Patients do not have to leave the comfort of their homes or even just the ICU and instead can have a mobile scanner brought right to them, guaranteeing access, ease, and an optimal TAVR procedure.
Patients who have gone through a TAVR procedure will be taken to the ICU for 12 to 24 hours for close monitoring. In some cases, this may not be done for patients with lower risks. An early discharge may also be granted to those with special cases.
Note, however, that despite being less invasive, TAVR is not without risks, so it is best for patients to discuss all concerns, options, and scenarios with a doctor first before undergoing the procedure.
According to Dr. Hasan Jilaihawi (MD), the procurement of CT scans in TAVR procedures provides a full-body and four-dimensional (4D) visual of the assessment that can be analyzed remotely.
The CT technology enabled rapid imaging results with the higher spatial and temporal resolution, lower doses of contrast, and radiation compared to the routine echocardiography.
In terms of the annular sizing, the previous procedure called transthoracic echocardiography or transesophageal echocardiography (TEE) was based on 2D measurements. This procedure is associated with paravalvular regurgitation or leak.
Recent medical discoveries claim that the aortic annulus was noncircular, meaning a 2D representation was thus deemed unreliable for correct measurements.

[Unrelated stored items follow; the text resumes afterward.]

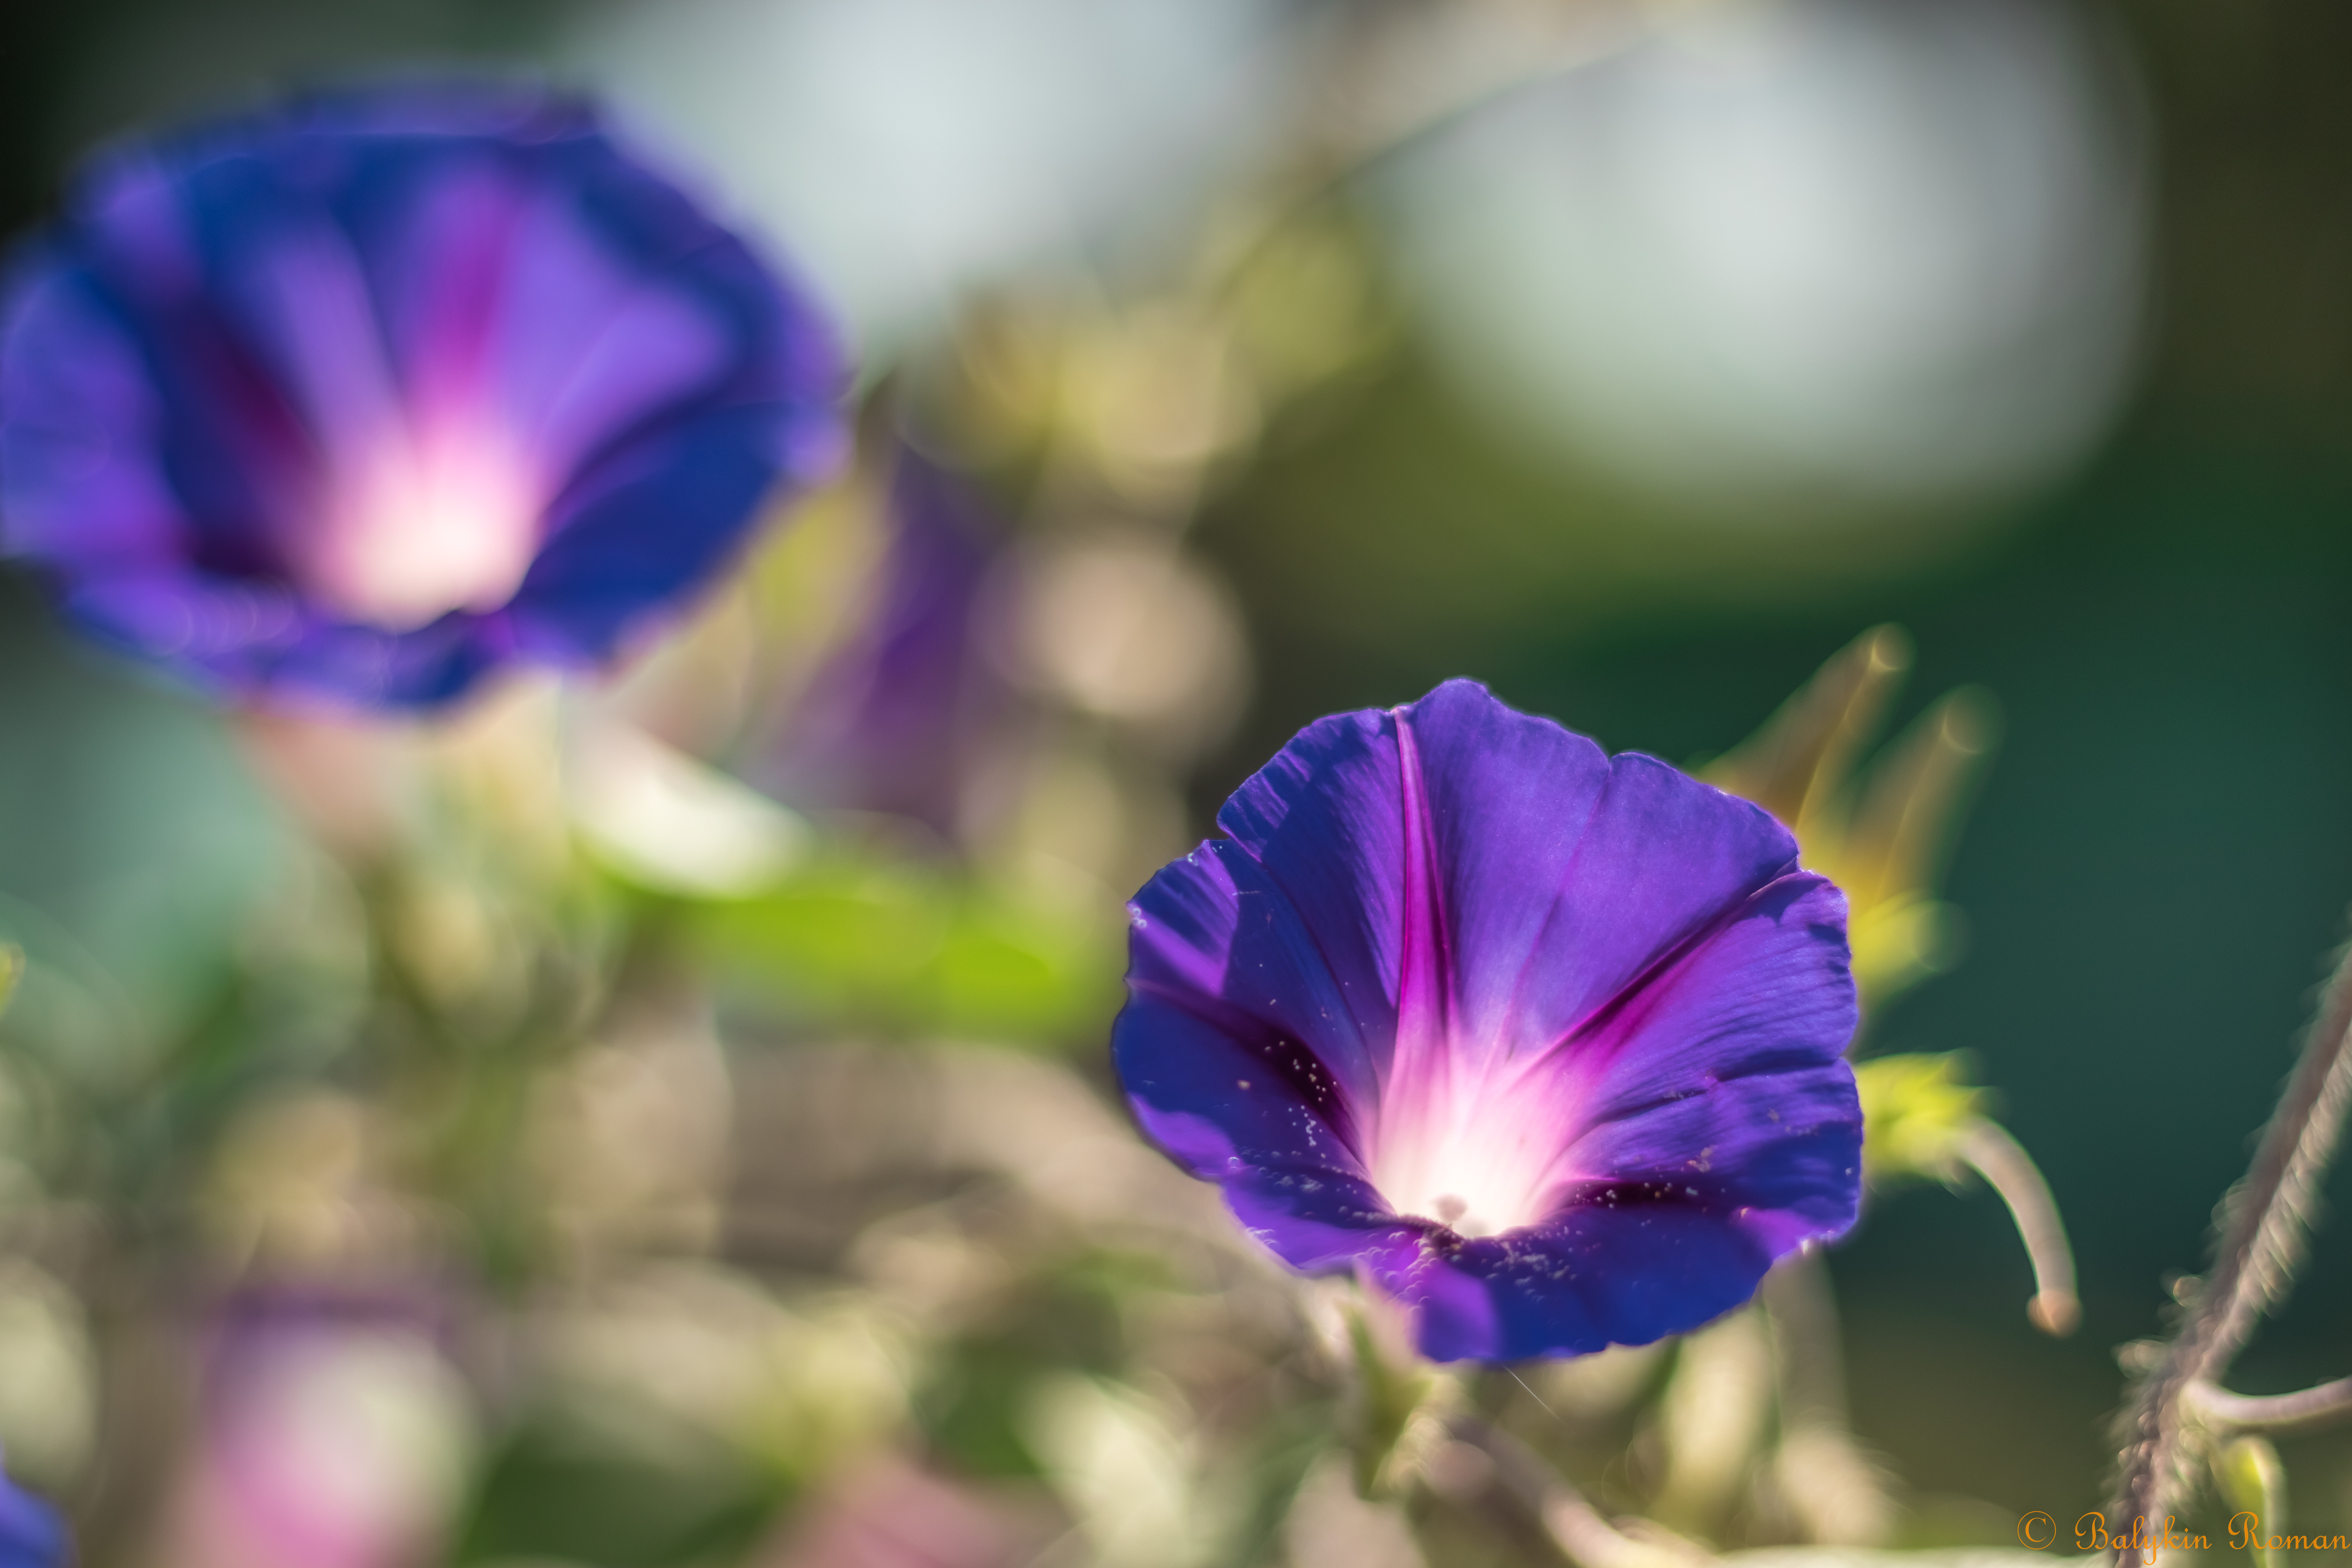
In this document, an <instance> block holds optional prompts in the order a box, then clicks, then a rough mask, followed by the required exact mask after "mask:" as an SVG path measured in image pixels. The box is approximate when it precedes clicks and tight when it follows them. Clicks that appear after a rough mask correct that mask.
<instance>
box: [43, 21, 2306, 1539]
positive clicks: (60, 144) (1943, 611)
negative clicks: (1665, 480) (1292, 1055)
mask: <svg viewBox="0 0 2352 1568" xmlns="http://www.w3.org/2000/svg"><path fill="white" fill-rule="evenodd" d="M322 9H336V7H318V5H308V2H306V5H294V2H292V0H141V2H139V5H132V2H127V0H92V2H80V5H61V2H56V5H26V2H24V0H16V2H14V5H7V9H0V228H7V230H14V228H19V226H21V223H24V221H28V219H31V216H35V214H38V212H40V207H42V205H45V202H47V200H49V193H52V190H54V186H56V176H59V167H61V162H64V158H66V155H68V153H71V150H73V146H75V143H78V141H80V139H85V136H89V134H99V132H103V129H108V127H111V125H115V122H120V120H122V118H127V115H134V113H146V110H155V108H167V106H181V103H188V101H193V99H200V96H205V94H214V92H230V89H240V87H252V85H259V82H263V80H270V78H278V75H285V73H299V71H310V68H322V66H336V68H341V66H350V63H355V61H365V59H379V56H383V54H386V52H419V49H454V52H468V49H496V47H510V45H517V42H527V40H529V35H532V31H534V26H536V24H539V21H543V19H546V14H548V12H550V9H553V7H550V5H522V2H508V5H494V2H489V0H482V2H477V5H463V2H459V0H440V2H437V5H419V7H393V5H355V7H348V9H341V16H343V21H341V24H336V26H332V28H327V26H320V24H318V16H320V14H322ZM2105 9H2107V12H2110V14H2112V19H2114V21H2117V26H2119V31H2122V33H2124V35H2126V38H2129V42H2131V45H2133V52H2136V54H2138V61H2140V68H2143V75H2145V80H2147V94H2150V120H2152V127H2154V146H2157V158H2159V181H2157V186H2159V207H2157V221H2154V235H2152V237H2154V259H2157V273H2154V277H2157V287H2154V299H2152V306H2150V331H2147V371H2145V386H2143V393H2140V397H2138V402H2136V404H2133V409H2131V411H2129V414H2126V416H2124V421H2122V425H2119V433H2117V435H2114V440H2112V442H2110V444H2107V449H2105V451H2103V454H2098V456H2096V458H2093V461H2091V463H2089V468H2086V470H2084V473H2079V475H2074V477H2072V480H2067V482H2065V484H2063V487H2058V489H2056V491H2053V494H2044V496H2034V498H2020V501H2011V503H2004V505H1999V508H1987V510H1985V512H1983V515H1945V517H1896V520H1856V522H1851V524H1846V527H1842V529H1837V531H1825V534H1816V536H1792V534H1785V531H1780V534H1766V531H1762V529H1752V531H1745V534H1740V531H1736V529H1733V531H1717V534H1708V531H1691V529H1686V527H1684V529H1677V527H1661V524H1658V522H1656V520H1653V517H1646V515H1644V510H1642V508H1639V505H1637V503H1632V501H1628V498H1623V496H1611V494H1606V491H1604V489H1602V487H1595V484H1573V482H1566V480H1559V477H1548V475H1541V473H1536V470H1534V468H1529V465H1524V463H1519V461H1517V458H1512V456H1508V454H1505V451H1501V449H1498V447H1494V444H1489V442H1486V440H1484V437H1479V435H1477V433H1475V430H1470V428H1468V425H1465V421H1463V416H1461V414H1458V411H1454V409H1451V404H1449V402H1446V397H1444V395H1442V393H1439V390H1437V386H1435V383H1432V381H1430V378H1428V376H1425V374H1423V371H1421V369H1418V364H1416V362H1414V360H1411V357H1409V355H1406V357H1402V360H1399V362H1397V364H1395V367H1390V369H1388V371H1383V374H1381V378H1378V381H1376V383H1374V386H1367V388H1357V390H1355V393H1352V395H1350V397H1348V400H1345V402H1341V404H1331V407H1324V409H1319V416H1317V418H1315V421H1312V423H1310V425H1301V428H1298V430H1291V433H1287V435H1284V437H1282V440H1277V442H1272V444H1270V449H1268V451H1265V456H1263V458H1258V463H1256V465H1254V468H1251V470H1247V473H1242V475H1237V477H1235V480H1232V484H1230V487H1228V489H1225V494H1223V496H1221V498H1218V501H1216V505H1214V510H1211V515H1209V520H1207V522H1204V529H1202V543H1204V548H1207V550H1209V552H1211V555H1214V557H1216V559H1218V562H1221V564H1223V567H1225V569H1228V574H1230V576H1232V581H1235V585H1237V590H1240V595H1242V599H1244V604H1247V609H1249V618H1251V635H1254V642H1256V658H1258V693H1256V701H1254V708H1251V712H1249V717H1247V722H1244V726H1242V731H1240V733H1237V736H1235V741H1232V743H1230V745H1228V748H1225V750H1223V752H1221V757H1218V759H1214V762H1211V766H1207V769H1204V771H1202V776H1200V780H1197V783H1195V804H1197V806H1200V811H1202V820H1207V811H1209V809H1214V804H1216V799H1221V797H1223V792H1225V790H1230V788H1232V783H1237V780H1240V778H1242V776H1244V773H1247V771H1249V769H1251V766H1254V764H1256V762H1261V759H1263V757H1265V755H1268V752H1270V750H1275V748H1277V745H1279V743H1282V741H1284V738H1289V733H1291V731H1294V729H1296V726H1298V724H1303V722H1305V719H1310V717H1315V715H1319V712H1329V710H1336V708H1355V705H1374V703H1378V705H1388V703H1397V701H1409V698H1414V696H1418V693H1421V691H1425V689H1428V686H1430V684H1435V682H1437V679H1444V677H1449V675H1475V677H1482V679H1486V682H1489V684H1494V689H1496V691H1498V693H1501V696H1505V698H1508V701H1512V703H1517V705H1522V708H1531V710H1541V712H1550V715H1555V717H1559V719H1564V722H1569V724H1571V726H1576V729H1583V731H1588V733H1595V736H1597V738H1602V741H1604V743H1606V745H1611V748H1639V750H1651V752H1658V755H1663V757H1672V759H1689V757H1693V755H1700V752H1712V750H1722V748H1724V745H1729V743H1733V741H1738V738H1740V736H1745V733H1748V731H1750V729H1752V726H1755V724H1757V722H1759V719H1762V717H1764V715H1769V712H1771V708H1773V705H1776V703H1778V701H1780V698H1785V696H1788V693H1790V691H1792V689H1795V686H1797V684H1799V682H1802V679H1804V677H1806V675H1811V672H1813V668H1816V665H1818V663H1820V661H1823V658H1825V656H1830V654H1832V651H1835V649H1839V646H1842V644H1844V642H1846V639H1849V637H1853V635H1856V632H1858V630H1863V628H1865V625H1872V623H1877V621H1900V623H1905V625H1907V628H1910V630H1912V632H1915V637H1917V646H1919V663H1917V670H1915V677H1912V684H1910V691H1907V696H1905V712H1910V710H1917V708H1919V705H1922V703H1926V701H1929V698H1933V696H1936V693H1940V691H1945V689H1950V686H1957V684H1980V686H1985V689H1990V691H1992V693H1994V696H1997V698H1999V703H2002V710H2004V715H2006V733H2004V741H2002V748H1999V755H1997V759H1994V764H1992V769H1990V776H1987V783H1985V790H1983V795H1980V799H1978V804H1976V811H1973V818H1971V823H1969V827H1966V835H1964V839H1962V844H1959V851H1957V856H1955V863H1952V872H1950V898H1952V900H1955V903H1957V905H1959V907H1962V910H1964V912H1966V917H1969V926H1971V940H1969V952H1966V961H1964V964H1962V966H1959V969H1957V971H1955V973H1950V976H1943V978H1936V980H1931V983H1926V985H1922V987H1919V990H1917V992H1915V994H1912V997H1905V999H1903V1001H1900V1004H1898V1006H1896V1009H1891V1011H1889V1016H1886V1018H1882V1020H1879V1023H1877V1039H1875V1046H1877V1048H1903V1051H1943V1048H1966V1051H1971V1053H1976V1058H1978V1063H1980V1072H1983V1079H1985V1081H1990V1084H1994V1086H1999V1091H2002V1098H2004V1117H2006V1121H2009V1126H2011V1128H2013V1131H2016V1133H2018V1138H2020V1140H2023V1143H2025V1147H2027V1150H2032V1154H2034V1157H2037V1159H2039V1161H2042V1166H2044V1171H2046V1173H2049V1180H2051V1185H2053V1190H2056V1194H2058V1201H2060V1206H2063V1211H2065V1215H2067V1222H2070V1227H2072V1234H2074V1244H2077V1251H2079V1255H2082V1267H2084V1305H2086V1324H2084V1331H2082V1333H2079V1335H2077V1338H2074V1340H2070V1342H2065V1345H2051V1342H2046V1340H2042V1338H2037V1335H2034V1333H2032V1331H2030V1328H2027V1326H2025V1321H2023V1302H2025V1295H2027V1288H2030V1284H2027V1274H2025V1265H2023V1255H2020V1253H2018V1248H2016V1241H2013V1237H2011V1234H2009V1225H2006V1218H2004V1215H2002V1213H1999V1206H1997V1204H1994V1201H1992V1199H1990V1197H1987V1194H1983V1192H1969V1194H1962V1197H1947V1194H1940V1192H1933V1190H1924V1192H1903V1194H1893V1197H1891V1199H1889V1201H1886V1204H1882V1206H1879V1208H1877V1211H1875V1213H1872V1215H1870V1218H1867V1220H1865V1227H1863V1232H1860V1234H1858V1237H1856V1239H1853V1241H1851V1244H1849V1246H1844V1248H1842V1251H1839V1253H1837V1262H1835V1267H1837V1276H1839V1284H1842V1291H1844V1298H1846V1309H1849V1316H1851V1349H1853V1356H1851V1359H1853V1373H1856V1408H1858V1415H1860V1422H1863V1429H1865V1434H1867V1436H1870V1441H1875V1443H1879V1446H1882V1448H1886V1450H1889V1453H1891V1455H1893V1458H1896V1460H1898V1467H1900V1469H1903V1472H1905V1474H1910V1476H1912V1479H1915V1481H1922V1483H1926V1486H1931V1488H1936V1490H1966V1493H1976V1495H1980V1497H1990V1500H1994V1502H2002V1505H2009V1507H2046V1509H2051V1512H2053V1514H2058V1516H2060V1519H2072V1514H2074V1512H2079V1509H2082V1507H2086V1505H2089V1502H2091V1500H2093V1497H2096V1490H2098V1481H2100V1465H2103V1460H2105V1453H2107V1448H2105V1446H2103V1441H2100V1436H2103V1418H2105V1413H2107V1410H2110V1408H2112V1406H2114V1401H2117V1396H2119V1375H2117V1371H2114V1363H2112V1359H2110V1349H2112V1347H2114V1345H2117V1342H2122V1340H2129V1338H2136V1335H2145V1333H2152V1331H2154V1328H2157V1324H2159V1305H2161V1300H2164V1279H2166V1274H2171V1272H2183V1269H2194V1267H2199V1262H2201V1248H2204V1232H2206V1225H2209V1213H2211V1208H2213V1204H2216V1199H2218V1197H2220V1194H2223V1190H2225V1187H2227V1182H2230V1180H2232V1178H2234V1175H2237V1173H2239V1171H2241V1168H2244V1157H2246V1150H2249V1140H2251V1135H2253V1131H2256V1128H2258V1126H2260V1121H2263V1117H2265V1114H2267V1107H2270V1100H2272V1095H2274V1091H2277V1084H2279V1077H2281V1074H2284V1072H2286V1065H2288V1048H2291V1039H2293V1032H2296V1030H2298V1025H2300V1023H2303V1018H2305V1016H2307V1006H2310V987H2312V985H2314V980H2317V978H2319V964H2321V957H2324V954H2326V950H2328V947H2333V945H2336V943H2338V940H2340V938H2343V936H2345V905H2347V900H2352V92H2345V89H2343V85H2345V82H2347V80H2352V12H2345V9H2343V7H2340V5H2333V2H2331V0H2232V2H2227V5H2213V2H2209V0H2206V2H2199V0H2161V2H2154V0H2150V2H2136V5H2114V7H2105ZM125 31H148V33H153V35H155V38H191V40H193V38H212V40H216V42H214V47H212V49H209V52H198V54H191V56H188V59H183V61H181V66H183V71H179V73H172V71H158V68H153V61H155V59H160V56H158V52H155V49H153V47H148V49H146V52H143V54H139V59H143V61H151V63H148V66H136V68H127V66H101V63H99V61H103V59H108V54H111V47H113V45H115V42H120V38H122V35H125ZM219 40H261V42H256V45H254V47H252V49H249V52H245V54H240V52H238V49H240V47H245V45H230V42H219ZM26 604H28V599H26V597H21V595H9V597H5V599H0V609H5V614H7V616H19V618H21V616H26V614H31V611H28V609H26ZM0 646H24V639H21V637H7V639H0ZM28 679H42V677H40V672H38V670H35V672H24V670H12V672H0V684H7V686H9V689H21V686H24V684H26V682H28ZM75 679H82V677H80V675H75ZM12 701H14V698H12ZM141 701H148V698H141ZM24 703H31V698H24ZM24 703H19V705H24ZM9 710H16V708H9ZM12 863H14V860H12V858H9V856H5V853H0V875H5V872H7V865H12ZM9 891H26V889H9ZM2331 1197H2333V1206H2336V1211H2338V1220H2333V1222H2324V1227H2321V1232H2319V1237H2317V1260H2314V1265H2312V1267H2310V1269H2307V1272H2305V1276H2303V1281H2300V1286H2298V1291H2296V1298H2293V1305H2291V1309H2288V1312H2286V1314H2284V1316H2281V1321H2279V1324H2274V1326H2272V1328H2270V1331H2265V1335H2263V1338H2260V1340H2258V1345H2256V1349H2253V1352H2251V1354H2249V1356H2246V1361H2244V1363H2241V1373H2239V1387H2249V1389H2277V1387H2291V1385H2296V1382H2305V1380H2317V1378H2333V1375H2345V1373H2352V1333H2347V1328H2352V1215H2345V1211H2347V1208H2352V1182H2347V1178H2345V1173H2343V1171H2340V1173H2338V1180H2336V1182H2333V1187H2331ZM2291 1458H2293V1455H2291ZM2326 1458H2328V1455H2319V1458H2314V1460H2312V1469H2303V1467H2300V1460H2298V1486H2305V1493H2303V1497H2300V1502H2298V1507H2300V1509H2303V1516H2305V1519H2307V1521H2310V1523H2314V1526H2317V1523H2321V1521H2326V1519H2340V1516H2343V1512H2345V1507H2347V1500H2345V1497H2343V1481H2340V1479H2333V1481H2331V1479H2326V1476H2328V1467H2326V1462H2321V1460H2326ZM2328 1462H2336V1465H2338V1474H2340V1455H2336V1458H2333V1460H2328ZM2305 1476H2310V1481H2305Z"/></svg>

A study published in the US National Library of Medicine: National Institutes of Health examined 35 TAVR patients regarding the clinical outcomes during their hospitalization and a year after the procedure.
These patients experienced the complication of the abnormal communication between the implanted valve and the cardiac tissue which generates a turbulent blood flow that can result to calcification or fragility of the valvular ring; infective endocarditis (IE); technical difficulties associated with suturing; prosthetic size and shape; previous mitral valve regurgitation; acute myocardial infarction; and Marfan’s syndrome.
With the experts’ opinion and published studies regarding the clinical consequences of using a CT scan for TAVR procedures, the next big thing for clinics, small hospitals, and private imaging centers is the mobile CT scan.
A network of facilities can lease a single mobile CT scan which further reduces the upfront cost in owning one. Aside from lesser cost in initial investment, leasing or renting a mobile CT scan assures that the patient will have all their needs at the center’s disposal.
In some cases, the patient has to transfer to another facility to obtain a CT scan procedure and results. This is avoided when the facility has leased a mobile CT scan.
Using a mobile CT scan reduces the backlog when the machine has a dysfunction, it can be replaced with another leased unit in the soonest time possible. This avoids complications in patients with urgent care needs.
In conclusion, the convenience and efficiency of mobile CT scans can save a lot of time and money for a facility, in turn, better patient care and human resource improvement will be invested more of.